Great to hear from you again. Sounds like you have done pretty well moving forward. Don’t be so hard on yourself. You have got lots of time to meet someone and have your forever relationship. Just focus on figuring out who you are without someone. I was 32 when my first marriage broke up and I spent five years on my own. I remember having similar fears but I got busy. Started playing pool competitively, got into martial arts, met lots of people and had a great time. In the end, I met my STXH and we had the family I worried I would never have. And now? Well... new chapter... I will figure it out. I have met a lot of great people I would never have met had this not happened to me so that, in itself, is a blessing. You will be just fine.

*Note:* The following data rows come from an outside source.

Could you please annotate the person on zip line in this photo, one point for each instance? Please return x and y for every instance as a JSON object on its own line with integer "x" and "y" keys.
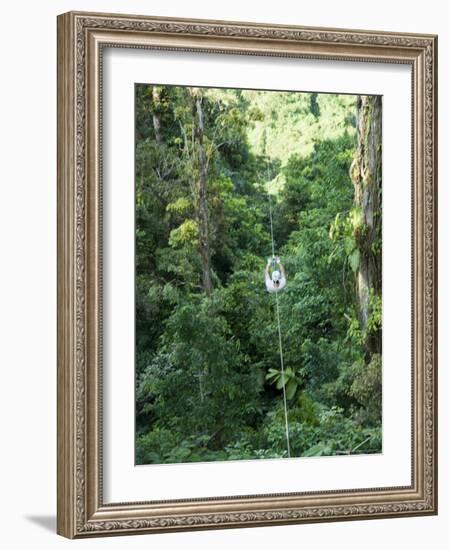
{"x": 277, "y": 280}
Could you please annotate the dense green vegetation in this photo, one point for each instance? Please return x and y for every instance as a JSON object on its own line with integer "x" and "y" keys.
{"x": 208, "y": 379}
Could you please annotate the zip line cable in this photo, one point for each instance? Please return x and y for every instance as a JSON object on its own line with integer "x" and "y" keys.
{"x": 281, "y": 355}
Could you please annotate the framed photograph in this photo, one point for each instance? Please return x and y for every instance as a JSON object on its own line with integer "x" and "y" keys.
{"x": 246, "y": 274}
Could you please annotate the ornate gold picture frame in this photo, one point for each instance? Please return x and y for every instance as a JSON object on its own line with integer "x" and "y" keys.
{"x": 82, "y": 39}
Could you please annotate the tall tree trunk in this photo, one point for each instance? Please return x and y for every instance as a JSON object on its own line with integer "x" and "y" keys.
{"x": 366, "y": 176}
{"x": 156, "y": 97}
{"x": 201, "y": 188}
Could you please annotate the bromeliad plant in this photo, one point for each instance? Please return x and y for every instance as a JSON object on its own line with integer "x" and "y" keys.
{"x": 288, "y": 378}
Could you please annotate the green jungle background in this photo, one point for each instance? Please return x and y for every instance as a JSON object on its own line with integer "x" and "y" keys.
{"x": 208, "y": 380}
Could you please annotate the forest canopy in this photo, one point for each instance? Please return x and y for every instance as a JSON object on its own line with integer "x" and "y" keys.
{"x": 209, "y": 383}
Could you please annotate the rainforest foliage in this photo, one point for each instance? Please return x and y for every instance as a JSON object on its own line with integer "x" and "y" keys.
{"x": 208, "y": 378}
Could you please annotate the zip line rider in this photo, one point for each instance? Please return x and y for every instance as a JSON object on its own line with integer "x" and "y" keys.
{"x": 277, "y": 280}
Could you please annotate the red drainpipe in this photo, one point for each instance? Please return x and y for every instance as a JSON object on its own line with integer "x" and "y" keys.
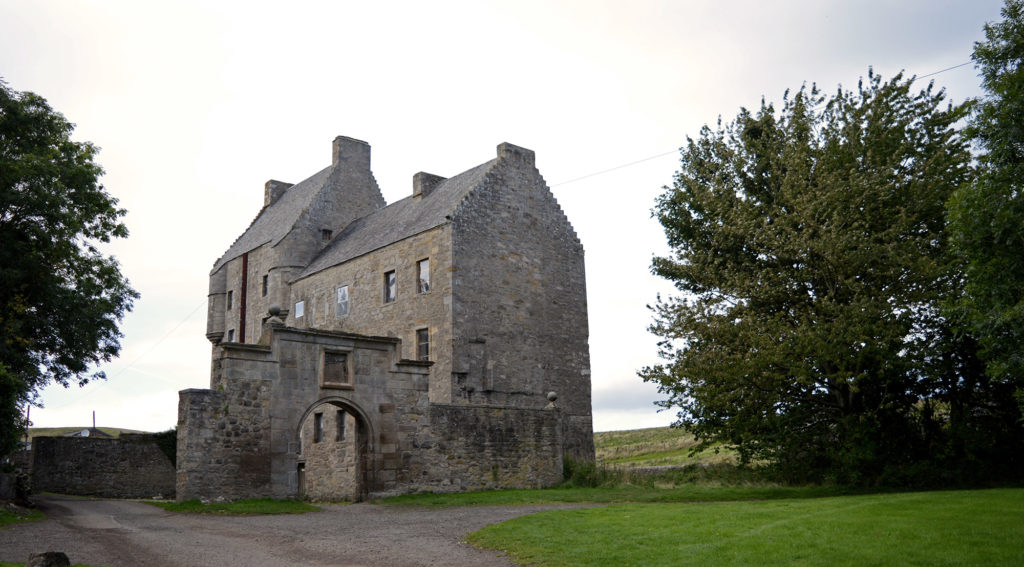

BTW...I don’t know if your new guy lied or not. The reason sounds pretty legit to me but then I lived with a liar for 13 years so I’m not the best judge...lol. When I first started internet dating, I met a guy who literally swept me off my feet. We were really compatible in a lot of ways. He told me I was his soul mate, bought me all kinds of gifts and even took me to Vegas...all within the span of four weeks. Then, as suddenly as he had appeared, he was gone...lol. My dad and sister were also diagnosed with cancer around that time so his departure was felt a lot more deeply than if that had been all I was dealing with. But...I eventually got over it...and we are Facebook friends...lol.
So this guy didn’t work out. That’s totally okay. You learned some really important things about yourself. You can fall for someone again... you can see your future with someone else. You will get there my friend. I will see you over on the divorced thread soon if you decide to post there...lol.